Evidemment, le débat autour des nouvelles réformes constitutionnelles et de la manière dont elles peuvent   affecter la nation burundaise reste intense mais quasiment limité aux élites. Dans un pays où l’immense majorité de la population est composée de paysans vivant en zone rurale (80%) et dont les besoins immédiats sont presque limités à la sécurité, l’alimentation, l’éducation et la santé, le débat vicieux et élitiste sur le référendum ne devrait pas être perçu comme un facteur de violence. Si le processus référendaire est marqué de violence, ce sera le résultat de manipulation politique et ce sera le résultat de facteurs exogènes. Il ne faut donc pas provoquer trop d’alarmes tout en réduisant le processus référendaire simplement à une source potentielle de violence.

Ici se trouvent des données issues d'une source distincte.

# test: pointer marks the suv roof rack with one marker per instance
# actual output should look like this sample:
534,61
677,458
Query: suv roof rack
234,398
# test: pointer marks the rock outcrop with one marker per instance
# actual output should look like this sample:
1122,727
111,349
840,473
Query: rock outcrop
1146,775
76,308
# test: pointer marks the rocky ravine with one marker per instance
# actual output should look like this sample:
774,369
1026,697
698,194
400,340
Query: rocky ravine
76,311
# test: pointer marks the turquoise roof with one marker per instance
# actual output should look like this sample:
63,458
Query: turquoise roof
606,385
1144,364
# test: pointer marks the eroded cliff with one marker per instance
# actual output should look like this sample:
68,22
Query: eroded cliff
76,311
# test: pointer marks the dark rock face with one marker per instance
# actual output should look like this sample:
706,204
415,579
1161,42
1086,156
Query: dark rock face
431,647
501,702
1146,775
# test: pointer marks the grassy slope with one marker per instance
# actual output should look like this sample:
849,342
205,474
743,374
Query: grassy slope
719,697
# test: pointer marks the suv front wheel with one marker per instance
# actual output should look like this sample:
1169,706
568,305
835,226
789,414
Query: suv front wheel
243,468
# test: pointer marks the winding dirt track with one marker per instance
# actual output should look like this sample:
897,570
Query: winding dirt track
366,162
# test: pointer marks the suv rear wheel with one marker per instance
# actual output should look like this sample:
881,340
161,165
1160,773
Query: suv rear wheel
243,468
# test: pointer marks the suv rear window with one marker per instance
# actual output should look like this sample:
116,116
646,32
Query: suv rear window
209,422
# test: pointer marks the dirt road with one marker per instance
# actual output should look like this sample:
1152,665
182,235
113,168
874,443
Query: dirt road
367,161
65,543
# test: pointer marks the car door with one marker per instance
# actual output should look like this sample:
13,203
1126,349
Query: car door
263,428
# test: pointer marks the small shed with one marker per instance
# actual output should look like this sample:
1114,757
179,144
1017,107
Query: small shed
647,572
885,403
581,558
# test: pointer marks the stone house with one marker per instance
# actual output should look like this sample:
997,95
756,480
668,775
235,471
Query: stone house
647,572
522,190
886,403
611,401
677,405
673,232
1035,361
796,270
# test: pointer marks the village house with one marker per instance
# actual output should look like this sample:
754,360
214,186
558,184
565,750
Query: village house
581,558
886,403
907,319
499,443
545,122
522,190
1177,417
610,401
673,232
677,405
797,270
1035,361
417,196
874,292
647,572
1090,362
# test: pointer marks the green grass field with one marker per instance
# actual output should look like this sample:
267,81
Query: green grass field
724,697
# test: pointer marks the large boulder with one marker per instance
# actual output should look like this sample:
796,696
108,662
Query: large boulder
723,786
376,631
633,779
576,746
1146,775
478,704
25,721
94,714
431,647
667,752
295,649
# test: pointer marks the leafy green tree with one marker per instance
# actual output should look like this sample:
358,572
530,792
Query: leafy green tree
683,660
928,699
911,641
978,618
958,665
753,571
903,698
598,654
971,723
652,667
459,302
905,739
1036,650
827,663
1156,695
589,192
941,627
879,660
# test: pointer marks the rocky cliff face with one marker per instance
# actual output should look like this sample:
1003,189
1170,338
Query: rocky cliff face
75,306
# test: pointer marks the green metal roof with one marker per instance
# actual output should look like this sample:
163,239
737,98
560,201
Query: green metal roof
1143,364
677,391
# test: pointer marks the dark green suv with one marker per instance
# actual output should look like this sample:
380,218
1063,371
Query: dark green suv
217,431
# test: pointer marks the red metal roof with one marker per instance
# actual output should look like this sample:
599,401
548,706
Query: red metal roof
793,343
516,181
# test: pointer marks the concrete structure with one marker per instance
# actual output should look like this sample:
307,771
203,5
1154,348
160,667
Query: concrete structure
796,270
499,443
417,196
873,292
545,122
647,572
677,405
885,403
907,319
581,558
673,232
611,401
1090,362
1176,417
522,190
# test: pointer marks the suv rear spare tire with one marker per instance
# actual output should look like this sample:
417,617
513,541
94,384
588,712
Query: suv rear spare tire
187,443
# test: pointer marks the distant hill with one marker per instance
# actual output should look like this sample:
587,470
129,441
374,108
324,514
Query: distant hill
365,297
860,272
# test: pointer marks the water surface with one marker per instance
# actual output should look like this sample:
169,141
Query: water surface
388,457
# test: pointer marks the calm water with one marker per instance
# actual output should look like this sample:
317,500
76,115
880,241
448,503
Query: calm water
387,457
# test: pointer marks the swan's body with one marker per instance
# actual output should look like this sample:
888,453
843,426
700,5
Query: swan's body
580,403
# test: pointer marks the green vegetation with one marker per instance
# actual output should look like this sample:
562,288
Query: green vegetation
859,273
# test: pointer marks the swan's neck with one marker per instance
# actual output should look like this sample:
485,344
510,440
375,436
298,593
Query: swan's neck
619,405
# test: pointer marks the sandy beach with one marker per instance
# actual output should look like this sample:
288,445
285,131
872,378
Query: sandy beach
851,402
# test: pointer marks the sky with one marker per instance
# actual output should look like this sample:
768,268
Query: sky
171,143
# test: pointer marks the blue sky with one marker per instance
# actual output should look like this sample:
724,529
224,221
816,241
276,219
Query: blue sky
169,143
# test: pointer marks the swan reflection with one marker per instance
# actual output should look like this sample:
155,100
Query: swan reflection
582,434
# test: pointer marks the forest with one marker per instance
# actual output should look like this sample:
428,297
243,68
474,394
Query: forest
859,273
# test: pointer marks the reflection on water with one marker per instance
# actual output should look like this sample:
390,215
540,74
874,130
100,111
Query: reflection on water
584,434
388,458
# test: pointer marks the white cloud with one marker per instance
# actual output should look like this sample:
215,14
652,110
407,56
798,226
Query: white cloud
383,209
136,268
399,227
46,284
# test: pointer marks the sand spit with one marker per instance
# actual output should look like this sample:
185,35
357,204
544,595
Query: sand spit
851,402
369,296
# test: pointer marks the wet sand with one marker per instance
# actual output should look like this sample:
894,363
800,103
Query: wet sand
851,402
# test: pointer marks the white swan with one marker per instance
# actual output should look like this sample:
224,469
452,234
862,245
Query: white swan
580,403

Malheureusement pour le référendum à venir, l’opposition appelle une fois de plus au boycott. A mon avis, ceci constitue une autre mauvaise décision. Cette décision risque d’avoir un effet nul sur l’issue du vote. Plutôt que l’alarmisme et les appels au boycott, les dirigeants de l’opposition devraient encourager leurs sympathisants à prendre part à la campagne électorale pour voter le OUI ou le NON. La participation politique, plutôt que le boycott peut potentiellement avoir plus d’impact sur les nouvelles réformes. La victoire du OUI ou du NON déterminera de quelle constitution le pays disposera dans les années à venir. La participation de l’opposition au processus référendaire sera en même temps une occasion précieuse de récolter d’importantes informations sur son niveau de performance, sur sa popularité et sur de possibles réajustements en vue des élections de 2020. Bien entendu, pour permettre à tous les acteurs politiques d’exprimer leurs opinions sur la réforme constitutionnelle, le gouvernement devra s’assurer de l’existence d’un terrain de confrontation équitable, ce qui forcement réduira les tensions et conférera plus de crédibilité au vote.

 

Patrick Hajayandi travaille à l'Institut pour la Justice et la Réconciliation (IJR) en tant que Chef de projet pour la Région des Grands Lacs en Afrique. Il est titulaire d'une maîtrise en sciences politiques obtenue à l'université d'État de Rostov en Russie. Il a été chargé de cours à l'École nationale d'administration de Bujumbura au Burundi et il a travaillé comme consultant et chercheur pour le Programme transitoire de démobilisation et de réintégration (TDRP) de la Banque mondiale. À l'Institut pour la Justice et la Réconciliation, le principal projet de Hajayandi pour la Région des Grands Lacs est de contribuer au développement du leadership et de l'appropriation par les jeunes des processus de consolidation de la paix dans un contexte de réconciliation régionale. Ses publications se concentrent sur la transformation des conflits, la consolidation de la paix, les processus électoraux et la justice transitionnel.